Yoshua Bengio (L) and Max Tegmark (R) discuss the development of artificial general intelligence during a live podcast recording of CNBC’s “Beyond The Valley” in Davos, Switzerland in January 2025.
CNBC
Artificial general intelligence built like “agents” could prove dangerous as its creators might lose control of the system, two of of the world’s most prominent AI scientists told CNBC.
In the latest episode of CNBC’s “Beyond The Valley” podcast released on Tuesday, Max Tegmark, a professor at the Massachusetts Institute of Technology and the President of the Future of Life Institute, and Yoshua Bengio, dubbed one of the “godfathers of AI” and a professor at the Université de Montréal, spoke about their concerns about artificial general intelligence, or AGI. The term broadly refers to AI systems that are smarter than humans.
Their fears stem from the world’s biggest firms now talking about “AI agents” or “agentic AI” — which companies claim will allow AI chatbots to act like assistants or agents and assist in work and everyday life. Industry estimates vary on when AGI will come into existence.
With that concept comes the idea that AI systems could have some “agency” and thoughts of their own, according to Bengio.

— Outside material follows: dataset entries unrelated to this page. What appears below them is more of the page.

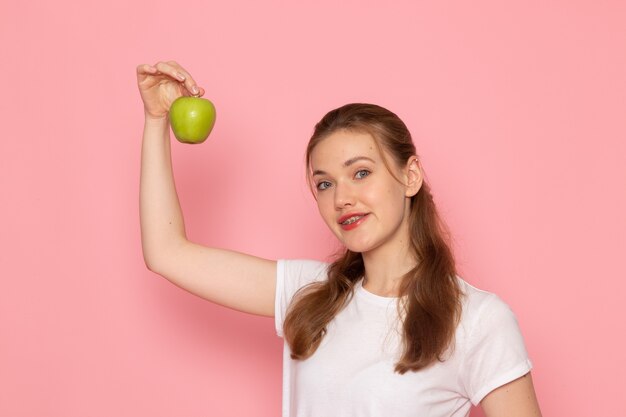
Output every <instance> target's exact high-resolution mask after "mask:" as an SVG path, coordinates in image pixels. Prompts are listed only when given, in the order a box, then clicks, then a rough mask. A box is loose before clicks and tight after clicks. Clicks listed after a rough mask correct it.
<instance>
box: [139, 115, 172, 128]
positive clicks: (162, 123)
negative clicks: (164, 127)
mask: <svg viewBox="0 0 626 417" xmlns="http://www.w3.org/2000/svg"><path fill="white" fill-rule="evenodd" d="M144 116H145V121H146V124H151V125H157V126H158V125H163V124H168V122H169V119H168V117H167V113H166V114H165V115H163V116H153V115H151V114H149V113H147V112H146V113H145V114H144Z"/></svg>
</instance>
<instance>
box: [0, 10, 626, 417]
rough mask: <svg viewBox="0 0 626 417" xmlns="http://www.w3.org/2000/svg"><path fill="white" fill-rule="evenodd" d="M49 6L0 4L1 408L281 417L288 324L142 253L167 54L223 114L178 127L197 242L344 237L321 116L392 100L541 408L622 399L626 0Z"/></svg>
mask: <svg viewBox="0 0 626 417" xmlns="http://www.w3.org/2000/svg"><path fill="white" fill-rule="evenodd" d="M41 3H45V4H42V5H34V4H31V3H30V2H3V4H2V5H1V6H0V40H1V42H2V45H1V50H2V66H1V69H0V71H1V73H2V90H1V91H2V100H0V115H1V116H0V117H1V118H2V127H3V130H4V132H3V139H2V140H1V141H0V158H1V163H0V190H1V192H2V204H0V219H2V232H1V233H0V249H1V250H0V279H1V290H0V338H1V340H0V415H1V416H33V417H34V416H63V417H78V416H95V417H98V416H103V417H104V416H112V415H115V416H120V417H122V416H147V415H150V416H152V417H158V416H206V415H223V416H243V415H254V416H268V417H269V416H277V415H279V410H280V399H281V392H280V386H281V346H282V339H279V338H278V337H277V336H275V334H274V330H273V322H272V320H271V319H268V318H261V317H254V316H250V315H245V314H242V313H237V312H235V311H231V310H227V309H225V308H222V307H219V306H215V305H212V304H210V303H208V302H206V301H204V300H202V299H200V298H199V297H196V296H194V295H191V294H189V293H186V292H184V291H183V290H181V289H179V288H178V287H176V286H174V285H172V284H170V283H169V282H167V281H166V280H165V279H163V278H160V277H159V276H157V275H155V274H153V273H151V272H150V271H148V270H147V269H146V267H145V265H144V263H143V259H142V255H141V246H140V236H139V212H138V191H139V156H140V144H141V131H142V127H143V113H142V107H141V101H140V98H139V94H138V92H137V87H136V79H135V67H136V65H137V64H140V63H155V62H157V61H158V60H170V59H174V60H177V61H178V62H180V63H181V64H182V65H183V66H185V67H186V68H187V69H188V70H189V71H190V72H191V73H192V74H193V75H194V77H195V78H196V80H197V81H198V82H199V83H200V85H201V86H203V87H204V88H205V89H206V90H207V93H206V97H207V98H210V99H212V100H213V101H214V102H215V104H216V107H217V110H218V121H217V124H216V127H215V129H214V131H213V134H212V136H211V138H210V139H209V140H208V141H207V142H206V143H204V144H203V145H200V146H197V147H194V146H189V145H182V144H179V143H177V142H174V145H173V160H174V169H175V175H176V181H177V187H178V191H179V197H180V199H181V204H182V207H183V211H184V214H185V221H186V225H187V230H188V235H189V237H190V238H191V239H192V240H194V241H196V242H198V243H203V244H207V245H217V246H221V247H227V248H232V249H236V250H239V251H244V252H248V253H252V254H255V255H258V256H263V257H268V258H274V259H276V258H292V257H311V258H324V257H325V256H327V255H328V254H330V253H331V251H332V247H333V245H334V241H333V239H332V238H331V236H330V234H329V233H328V232H327V231H326V230H325V226H324V225H323V223H322V221H321V220H320V219H319V218H318V214H317V211H316V207H315V204H314V202H313V200H312V199H311V197H310V196H309V194H308V191H307V189H306V186H305V183H304V177H303V153H304V148H305V145H306V142H307V139H308V136H309V135H310V133H311V131H312V128H313V125H314V124H315V122H316V121H317V120H318V119H319V118H320V117H321V116H322V115H323V114H324V113H325V112H326V111H328V110H330V109H331V108H334V107H337V106H339V105H342V104H345V103H347V102H352V101H367V102H374V103H378V104H381V105H383V106H386V107H389V108H390V109H391V110H393V111H395V112H396V113H398V114H399V115H400V116H401V117H402V118H403V119H404V120H405V122H406V123H407V125H408V126H409V128H410V129H411V130H412V132H413V133H414V136H415V138H416V144H417V146H418V150H419V152H420V154H421V155H422V156H423V161H424V165H425V168H426V170H427V173H428V178H429V179H430V181H431V184H432V187H433V189H434V192H435V198H436V200H437V203H438V204H439V207H440V209H441V211H442V214H443V215H444V217H445V218H446V219H447V221H448V223H449V225H450V227H451V229H452V231H453V233H454V236H455V238H456V242H455V248H456V253H457V256H458V259H459V264H460V269H461V272H462V275H463V277H464V278H465V279H467V280H468V281H469V282H471V283H473V284H474V285H476V286H479V287H481V288H484V289H487V290H490V291H492V292H495V293H497V294H498V295H500V296H501V297H502V298H503V299H504V300H505V301H506V302H508V303H509V304H510V305H511V307H512V308H513V309H514V311H515V312H516V315H517V317H518V319H519V322H520V325H521V328H522V331H523V333H524V336H525V338H526V342H527V346H528V350H529V353H530V355H531V359H532V360H533V363H534V365H535V368H534V370H533V378H534V381H535V386H536V390H537V395H538V398H539V401H540V404H541V407H542V410H543V413H544V415H545V416H550V415H561V416H571V417H578V416H581V417H582V416H590V415H614V414H615V412H618V410H623V405H622V404H621V403H622V401H621V399H622V397H623V395H622V389H623V375H624V373H626V362H625V361H624V360H623V352H624V351H626V342H625V340H624V335H623V318H624V313H625V307H624V301H623V300H624V293H625V291H626V285H625V284H624V281H625V278H626V274H625V273H624V269H623V266H622V262H623V260H624V256H625V255H626V220H625V219H626V216H624V213H626V169H625V162H626V146H625V142H626V140H625V139H626V123H625V120H624V116H625V115H626V76H625V74H626V53H625V51H626V25H625V24H624V21H625V18H626V6H625V3H624V2H621V1H591V0H590V1H586V2H585V1H577V2H571V1H560V2H549V4H546V2H538V1H506V2H502V1H495V0H493V1H486V0H479V1H473V2H447V1H437V2H435V1H433V2H428V3H426V2H419V3H418V2H413V1H410V2H409V1H407V2H395V3H394V4H395V6H393V7H391V6H385V7H381V6H380V2H373V1H372V2H367V5H366V3H364V2H356V1H342V2H328V1H321V2H320V1H318V2H315V3H314V4H311V5H306V6H305V5H294V4H292V2H286V1H284V2H283V1H271V2H252V1H249V2H241V1H223V2H219V4H217V3H216V2H213V4H211V3H209V2H206V1H190V2H185V3H180V2H179V3H176V2H164V1H158V0H157V1H146V0H140V1H135V2H126V1H121V0H113V1H108V2H99V3H98V4H94V5H87V4H85V3H87V2H79V1H74V2H71V1H68V0H59V1H55V2H41ZM416 3H418V4H416ZM476 415H480V412H478V411H477V412H476Z"/></svg>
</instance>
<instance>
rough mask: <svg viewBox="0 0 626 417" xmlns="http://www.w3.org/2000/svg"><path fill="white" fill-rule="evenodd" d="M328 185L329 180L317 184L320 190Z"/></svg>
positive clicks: (329, 184) (327, 186)
mask: <svg viewBox="0 0 626 417" xmlns="http://www.w3.org/2000/svg"><path fill="white" fill-rule="evenodd" d="M328 187H330V183H329V182H328V181H322V182H320V183H319V184H317V189H318V190H325V189H327V188H328Z"/></svg>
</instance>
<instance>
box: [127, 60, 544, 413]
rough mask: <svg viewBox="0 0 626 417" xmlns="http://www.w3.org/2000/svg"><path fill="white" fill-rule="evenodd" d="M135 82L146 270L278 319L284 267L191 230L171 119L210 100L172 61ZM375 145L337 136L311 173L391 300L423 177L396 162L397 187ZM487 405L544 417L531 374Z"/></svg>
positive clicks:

“Researchers in AI have been inspired by human intelligence to build machine intelligence, and, in humans, there’s a mix of both the ability to understand the world like pure intelligence and the agentic behavior, meaning … to use your knowledge to achieve goals,” Bengio told CNBC’s “Beyond The Valley.”
“Right now, this is how we’re building AGI: we are trying to make them agents that understand a lot about the world, and then can act accordingly. But this is actually a very dangerous proposition.”
Bengio added that pursuing this approach would be like “creating a new species or a new intelligent entity on this planet” and “not knowing if they’re going to behave in ways that agree with our needs.”
“So instead, we can consider, what are the scenarios in which things go badly and they all rely on agency? In other words, it is because the AI has its own goals that we could be in trouble.”
The idea of self-preservation could also kick in, as AI gets even smarter, Bengio said.
“Do we want to be in competition with entities that are smarter than us? It’s not a very reassuring gamble, right? So we have to understand how self-preservation can emerge as a goal in AI.”
AI tools the key
For MIT’s Tegmark, the key lies in so-called “tool AI” — systems that are created for a specific, narrowly-defined purpose, but that don’t have to be agents.
Tegmark said a tool AI could be a system that tells you how to cure cancer, or something that possesses “some agency” like a self-driving car “where you can prove or get some really high, really reliable guarantees that you’re still going to be able to control it.”
“I think, on an optimistic note here, we can have almost everything that we’re excited about with AI … if we simply insist on having some basic safety standards before people can sell powerful AI systems,” Tegmark said.
“They have to demonstrate that we can keep them under control. Then the industry will innovate rapidly to figure out how to do that better.”
Tegmark’s Future of Life Institute in 2023 called for a pause to the development of AI systems that can compete with human-level intelligence. While that has not happened, Tegmark said people are talking about the topic, and now it is time to take action to figure out how to put guardrails in place to control AGI.
“So at least now a lot of people are talking the talk. We have to see if we can get them to walk the walk,” Tegmark told CNBC’s “Beyond The Valley.”
“It’s clearly insane for us humans to build something way smarter than us before we figured out how to control it.”
There are several views on when AGI will arrive, partly driven by varying definitions.
OpenAI CEO Sam Altman said his company knows how to build AGI and said it will arrive sooner than people think, though he downplayed the impact of the technology.
“My guess is we will hit AGI sooner than most people in the world think and it will matter much less,” Altman said in December.